The playfully late chord (bar 3, beat 3) seems to cause Moffett to drop back a little

tempo (2bpm). The analytical context is not adequately controlled, the discrepancy small

and the technological limitations far from ideal, so little should be read into the event.

However, if the drummer did in fact feel compelled to accommodate the significant

latency with a reduction in tempo, this would suggest that the governance of tempo is

not entirely his responsibility. Using the terminology of the SLW model (see Section 2.4,

p 100-5) this would imply that master timeline determination is not a monopoly but an

oligopoly: The latency of Bearden’s (implied) onbeat actually stretched the master time-

line, so Moffett did not accept total responsibility for its placement.
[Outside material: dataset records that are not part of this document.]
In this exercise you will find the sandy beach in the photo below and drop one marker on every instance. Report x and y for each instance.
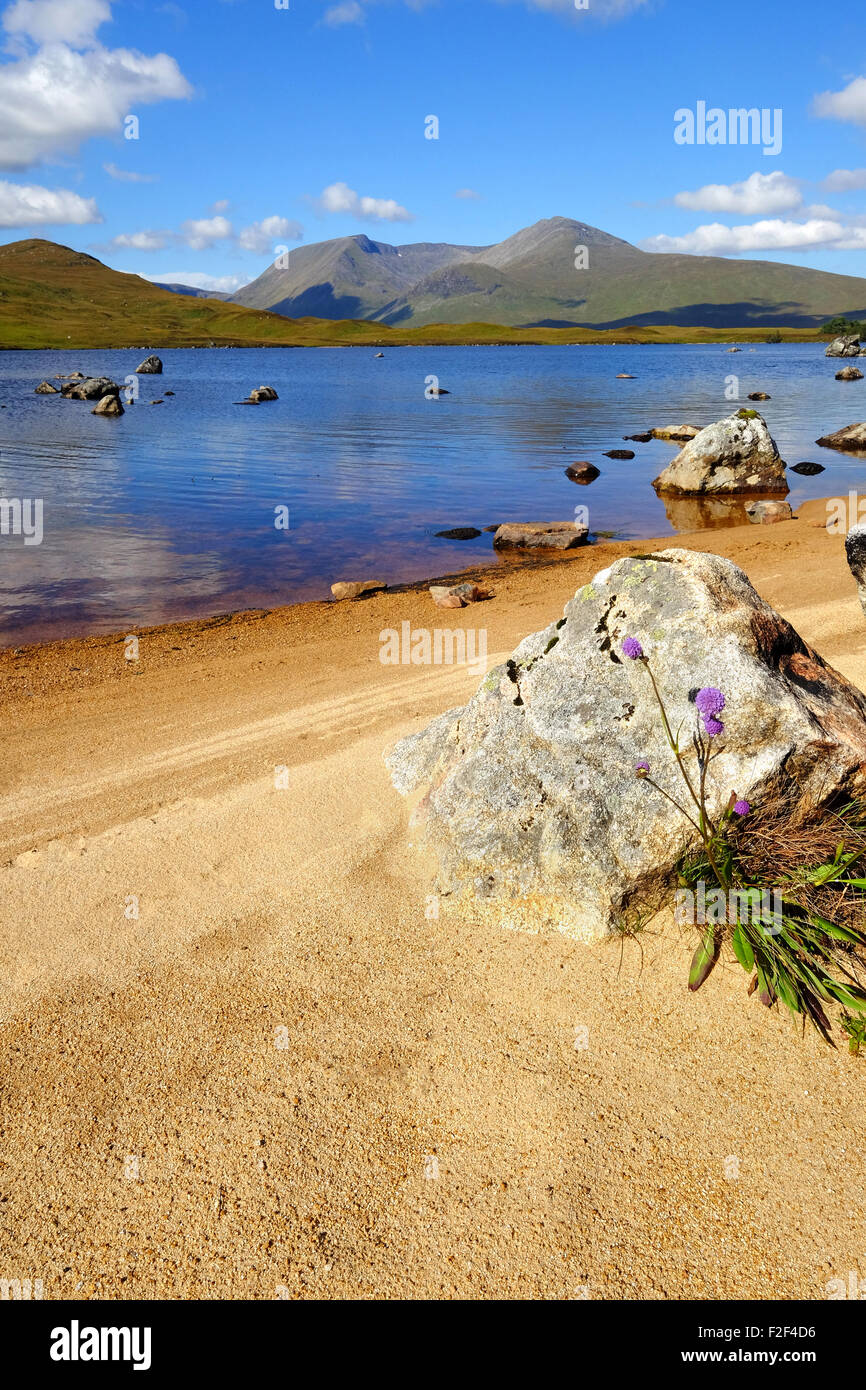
(239, 1061)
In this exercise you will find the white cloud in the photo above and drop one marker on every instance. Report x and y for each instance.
(127, 175)
(138, 242)
(29, 205)
(200, 232)
(225, 284)
(716, 239)
(57, 21)
(56, 97)
(755, 195)
(848, 104)
(339, 198)
(348, 13)
(260, 236)
(843, 181)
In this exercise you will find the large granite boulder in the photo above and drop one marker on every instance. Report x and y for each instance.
(847, 345)
(850, 439)
(92, 388)
(530, 799)
(736, 455)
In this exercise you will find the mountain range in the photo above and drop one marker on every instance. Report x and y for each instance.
(533, 280)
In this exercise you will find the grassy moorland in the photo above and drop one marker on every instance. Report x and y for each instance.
(52, 296)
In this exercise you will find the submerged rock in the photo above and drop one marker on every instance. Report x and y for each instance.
(92, 388)
(531, 805)
(847, 345)
(736, 455)
(583, 471)
(540, 535)
(109, 406)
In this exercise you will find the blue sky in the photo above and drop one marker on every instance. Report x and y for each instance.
(260, 127)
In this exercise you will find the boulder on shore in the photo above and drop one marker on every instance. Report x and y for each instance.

In this example the

situation is tenuous, but the calculation may as well be completed: A 2% drop in tempo

was caused by a 13% latency, so for that bar, the hierarchical weighting of master time-

line determination would be calculated as Moffett: !85%, Bearden !15%.71

This case study highlights the potential value in the analysis of rehearsal footage (and

multitrack recordings) of particular artists. Research of this kind is a powerful tool in the

identification of the practitioner’s intention - and perception - of time-feel, and a valuable

contribution to our understanding of the mechanics of rhythmic expression.

71In may also be the case, that there is a non-linear response to latency fluctuations with, for example,
accommodation being made only above a specific threshold.